J’espère qu’il n’avait pas de train à prendre ni un entretien d’embauche sur le feu et que tout s’est bien terminé pour lui.

Toutefois s’il se reconnait et que la suite s’est mal passée je veux bien témoigner de ce que j’ai vu.

Et pendant ce temps, on nous parle de sécurité pour la protection et la sérénité du “bon peuple”, on met des caméras partout, on nous émeut à coups de médias avec des souvenirs sombres dits d’une autre époque, quand la police de Vichy descendait dans le métro faire des contrôles et “raffler des gens”. Il parait que c’était au siècle dernier, mais des fois qu’on oublie !

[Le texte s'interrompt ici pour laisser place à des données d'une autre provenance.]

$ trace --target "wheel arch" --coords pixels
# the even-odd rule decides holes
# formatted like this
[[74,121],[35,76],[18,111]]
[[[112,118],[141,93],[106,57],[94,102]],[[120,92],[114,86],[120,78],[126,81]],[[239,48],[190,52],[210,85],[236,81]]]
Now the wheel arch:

Si on le nommait cet espace ”inommé” “salle des libertés d’aller venir” ou au nom d’un des deux gardiens de la paix, jeunes parents, ces deux là, morts il y a des années dans l’accident du RER D, là juste en dessous, et qui voulaient simplement rentrer chez eux ensemble à Corbeil retrouver leur bébé, ou du nom de ce père de famille de Soisy dont les enfants étaient au collège à Evry et qu’il n’aura pas vu grandir… Et bien d’autres noms sont gravés sur la stèle dont certains ne me sont pas étrangers car j’ai malheureusement croisé leur fin de vie par vie professionnelle interposée; Vous voyez vous avez le choix messieurs de la RATP/SNCF.

En tout cas ce jour là, je me suis clairement sentie dans un Etat policier avec le sentiment confus qu’un des droits fondamentaux, la liberté de circuler dans la capitale du pays des droits de l’homme, n’était pas vraiment respecté !

Je vous souhaite quand même une bonne journée loin des caméras enregistreuses, attention si vous mettez les doigts dans votre nez ! vous êtes filmés.